Evaluation of Envelope Proteins for Rapid Induction of Protective Immune Responses Against Classical Swine Fever
Foreign Animal Disease Research
2012 Annual Report
1a.Objectives (from AD-416):
The objective of this research project is to evaluate native and modified forms of Classical Swine Fever (CSF) envelope proteins for their capacity to induce rapid protective immune responses against CSF virus.
1b.Approach (from AD-416):
The protective efficacy of the three virus envelope glycoproteins E0, E1 and E2 will be assessed in swine. Native forms of E0, E1 and E2, as well as harboring modifications that may enhance their immunogenicity, will be expressed in the baculovirus system and assessed in their ability to induce early protection within the first week after immunization. Modifications to the E0, E1 and E2 structure will include their fusion with immunostimulatory molecules (flagelin), or their ability to deliver to professional antigen presenting cells by fusing them to anti-class II antibodies or by increasing their immunogenicity by expressing them as highly complexed molecules to tetramers. It is expected that the introduced modifications would improve the efficiency of these candidate vaccines.

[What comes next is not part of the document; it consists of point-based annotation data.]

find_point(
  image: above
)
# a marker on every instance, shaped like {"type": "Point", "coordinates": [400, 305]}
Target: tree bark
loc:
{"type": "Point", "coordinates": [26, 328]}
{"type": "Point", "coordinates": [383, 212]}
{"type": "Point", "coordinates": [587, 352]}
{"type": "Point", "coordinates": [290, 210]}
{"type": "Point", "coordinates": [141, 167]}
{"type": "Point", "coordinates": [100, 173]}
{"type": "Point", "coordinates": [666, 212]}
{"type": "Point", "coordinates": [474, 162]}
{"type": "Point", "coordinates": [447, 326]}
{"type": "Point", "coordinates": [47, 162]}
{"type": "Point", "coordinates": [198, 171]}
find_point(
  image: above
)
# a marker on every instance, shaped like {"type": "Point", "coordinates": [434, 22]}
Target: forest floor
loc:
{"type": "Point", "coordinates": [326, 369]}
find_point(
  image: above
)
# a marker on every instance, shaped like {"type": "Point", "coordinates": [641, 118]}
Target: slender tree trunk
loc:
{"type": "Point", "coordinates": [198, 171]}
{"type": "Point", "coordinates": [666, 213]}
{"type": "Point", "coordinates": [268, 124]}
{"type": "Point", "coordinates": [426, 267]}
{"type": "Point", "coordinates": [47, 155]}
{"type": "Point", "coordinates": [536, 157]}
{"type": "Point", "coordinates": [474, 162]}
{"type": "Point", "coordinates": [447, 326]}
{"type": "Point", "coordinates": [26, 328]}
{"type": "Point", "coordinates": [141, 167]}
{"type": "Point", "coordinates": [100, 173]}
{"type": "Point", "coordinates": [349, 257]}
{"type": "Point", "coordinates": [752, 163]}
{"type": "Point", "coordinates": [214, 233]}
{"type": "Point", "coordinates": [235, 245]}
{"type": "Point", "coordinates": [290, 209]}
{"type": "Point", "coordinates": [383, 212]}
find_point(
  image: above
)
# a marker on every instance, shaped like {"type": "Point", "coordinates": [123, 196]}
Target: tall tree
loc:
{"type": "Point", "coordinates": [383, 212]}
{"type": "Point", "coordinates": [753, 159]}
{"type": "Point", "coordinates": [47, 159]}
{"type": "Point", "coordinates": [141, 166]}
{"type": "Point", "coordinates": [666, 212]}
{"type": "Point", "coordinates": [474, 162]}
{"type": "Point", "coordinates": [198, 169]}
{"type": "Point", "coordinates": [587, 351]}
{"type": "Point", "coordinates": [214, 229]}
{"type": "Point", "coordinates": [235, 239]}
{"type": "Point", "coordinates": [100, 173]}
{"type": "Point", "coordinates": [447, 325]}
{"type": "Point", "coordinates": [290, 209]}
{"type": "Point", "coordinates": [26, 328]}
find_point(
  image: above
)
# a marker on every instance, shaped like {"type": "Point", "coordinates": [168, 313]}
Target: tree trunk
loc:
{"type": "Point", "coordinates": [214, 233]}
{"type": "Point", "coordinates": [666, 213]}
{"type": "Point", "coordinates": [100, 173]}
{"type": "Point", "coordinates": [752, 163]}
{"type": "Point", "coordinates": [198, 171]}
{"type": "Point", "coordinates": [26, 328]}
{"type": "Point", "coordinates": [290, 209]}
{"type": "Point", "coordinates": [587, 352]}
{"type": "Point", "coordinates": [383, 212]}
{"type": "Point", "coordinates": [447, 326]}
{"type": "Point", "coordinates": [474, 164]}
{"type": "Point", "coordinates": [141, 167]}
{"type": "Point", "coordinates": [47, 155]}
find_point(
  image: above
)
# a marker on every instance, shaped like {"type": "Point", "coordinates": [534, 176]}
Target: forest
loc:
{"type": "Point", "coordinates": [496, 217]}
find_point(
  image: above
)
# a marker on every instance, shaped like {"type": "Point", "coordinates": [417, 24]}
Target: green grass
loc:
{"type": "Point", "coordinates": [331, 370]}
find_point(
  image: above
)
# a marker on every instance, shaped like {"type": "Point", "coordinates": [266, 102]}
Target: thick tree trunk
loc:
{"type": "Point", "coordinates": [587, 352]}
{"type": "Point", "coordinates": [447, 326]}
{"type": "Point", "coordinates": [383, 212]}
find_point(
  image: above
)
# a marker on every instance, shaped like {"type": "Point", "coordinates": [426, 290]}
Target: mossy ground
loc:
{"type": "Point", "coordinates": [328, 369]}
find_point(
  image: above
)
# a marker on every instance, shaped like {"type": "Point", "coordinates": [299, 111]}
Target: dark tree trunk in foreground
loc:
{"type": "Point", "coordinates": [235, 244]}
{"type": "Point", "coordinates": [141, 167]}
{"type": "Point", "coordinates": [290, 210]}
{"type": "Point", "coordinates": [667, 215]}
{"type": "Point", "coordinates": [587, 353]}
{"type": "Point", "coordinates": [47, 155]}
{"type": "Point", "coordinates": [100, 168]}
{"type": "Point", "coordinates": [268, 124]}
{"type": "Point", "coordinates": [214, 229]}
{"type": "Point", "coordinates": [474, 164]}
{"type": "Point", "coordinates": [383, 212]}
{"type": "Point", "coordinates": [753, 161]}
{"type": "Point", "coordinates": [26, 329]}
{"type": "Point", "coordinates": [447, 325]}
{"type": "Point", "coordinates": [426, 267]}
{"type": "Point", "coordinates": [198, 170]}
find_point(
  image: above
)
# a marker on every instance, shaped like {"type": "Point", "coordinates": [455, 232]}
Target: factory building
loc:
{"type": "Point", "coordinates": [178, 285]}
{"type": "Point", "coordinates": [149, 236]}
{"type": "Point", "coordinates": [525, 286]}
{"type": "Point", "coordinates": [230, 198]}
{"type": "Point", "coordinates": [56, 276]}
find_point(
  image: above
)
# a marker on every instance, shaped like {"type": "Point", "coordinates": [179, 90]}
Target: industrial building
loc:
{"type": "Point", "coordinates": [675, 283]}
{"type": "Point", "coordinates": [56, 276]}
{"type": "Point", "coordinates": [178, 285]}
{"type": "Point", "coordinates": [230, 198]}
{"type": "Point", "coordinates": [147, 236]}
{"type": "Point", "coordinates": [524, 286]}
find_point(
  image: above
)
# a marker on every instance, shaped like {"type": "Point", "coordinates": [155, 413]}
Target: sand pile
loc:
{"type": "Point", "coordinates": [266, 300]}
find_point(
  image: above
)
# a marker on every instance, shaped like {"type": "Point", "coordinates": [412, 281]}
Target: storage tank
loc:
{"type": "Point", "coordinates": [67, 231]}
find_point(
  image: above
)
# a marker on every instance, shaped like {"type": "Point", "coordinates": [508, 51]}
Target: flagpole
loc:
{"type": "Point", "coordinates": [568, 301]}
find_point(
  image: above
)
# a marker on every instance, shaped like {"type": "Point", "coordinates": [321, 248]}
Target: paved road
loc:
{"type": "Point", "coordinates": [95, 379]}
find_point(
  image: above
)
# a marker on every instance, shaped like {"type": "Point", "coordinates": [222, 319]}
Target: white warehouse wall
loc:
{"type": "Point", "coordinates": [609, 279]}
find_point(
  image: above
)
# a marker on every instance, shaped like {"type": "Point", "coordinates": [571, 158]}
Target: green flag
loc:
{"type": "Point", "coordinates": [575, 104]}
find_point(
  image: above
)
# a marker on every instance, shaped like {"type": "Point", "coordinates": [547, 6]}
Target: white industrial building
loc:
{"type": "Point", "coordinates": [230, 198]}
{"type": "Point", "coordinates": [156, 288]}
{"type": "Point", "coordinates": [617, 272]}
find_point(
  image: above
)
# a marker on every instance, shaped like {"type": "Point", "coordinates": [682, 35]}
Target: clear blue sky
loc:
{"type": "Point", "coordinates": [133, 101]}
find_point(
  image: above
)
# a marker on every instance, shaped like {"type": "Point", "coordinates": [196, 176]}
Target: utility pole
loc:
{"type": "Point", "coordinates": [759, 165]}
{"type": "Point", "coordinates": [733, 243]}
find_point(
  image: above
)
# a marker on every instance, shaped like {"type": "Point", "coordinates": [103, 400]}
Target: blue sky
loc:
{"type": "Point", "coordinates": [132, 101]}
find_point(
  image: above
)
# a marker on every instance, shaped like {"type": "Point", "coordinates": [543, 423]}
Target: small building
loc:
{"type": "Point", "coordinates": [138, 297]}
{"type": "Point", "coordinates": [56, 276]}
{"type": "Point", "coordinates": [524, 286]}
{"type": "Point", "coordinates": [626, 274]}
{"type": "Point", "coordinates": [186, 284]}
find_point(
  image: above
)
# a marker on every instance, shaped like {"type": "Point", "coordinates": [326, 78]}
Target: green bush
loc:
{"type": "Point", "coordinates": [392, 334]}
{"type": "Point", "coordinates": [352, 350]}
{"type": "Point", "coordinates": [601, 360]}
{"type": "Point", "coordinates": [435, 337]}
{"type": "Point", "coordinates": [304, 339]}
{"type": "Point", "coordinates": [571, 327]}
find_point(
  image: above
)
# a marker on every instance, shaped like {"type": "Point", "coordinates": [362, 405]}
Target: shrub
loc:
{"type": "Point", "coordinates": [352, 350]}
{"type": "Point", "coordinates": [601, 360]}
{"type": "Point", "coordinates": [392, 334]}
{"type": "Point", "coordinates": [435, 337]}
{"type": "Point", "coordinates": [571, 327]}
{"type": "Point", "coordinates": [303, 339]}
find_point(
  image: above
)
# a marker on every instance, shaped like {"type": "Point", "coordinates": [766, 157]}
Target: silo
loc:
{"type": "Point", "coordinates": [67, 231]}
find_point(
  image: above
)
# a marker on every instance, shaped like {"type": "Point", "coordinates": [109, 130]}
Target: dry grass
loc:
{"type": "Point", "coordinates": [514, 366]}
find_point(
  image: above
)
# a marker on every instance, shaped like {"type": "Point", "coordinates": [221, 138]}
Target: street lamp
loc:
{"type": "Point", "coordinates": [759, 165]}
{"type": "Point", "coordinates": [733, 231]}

The goal of this research project is to develop intervention strategies to control and eradicate Classical Swine Fever Virus (CSFV) and to develop effective CSFV vaccines and diagnostic platforms. The first part of this project consisted in the assessment of the immunogenicity of the native version of virus structural glycoproteins. During FY 2012, recombinant baculoviruses were produced, the different proteins expressed and purified and their immunogenicity evaluated in terms of the elicited immune response and protection when inoculated in swine. The second part of the project considers the expression of modified version of those proteins and evaluate if an enhance of their immunogenicity is achieved by the modifications. Recombinant baculovirus containing the modified proteins were produced and expression of the proteins performed. Levels of the expressed proteins are not satisfactory as well as the amount of purified proteins obtained. Different methodologies are being applied in order to solve these technical problems. We have requested a six month extension of this project (March 2013) from the National Pork Board to allow for completion of the project.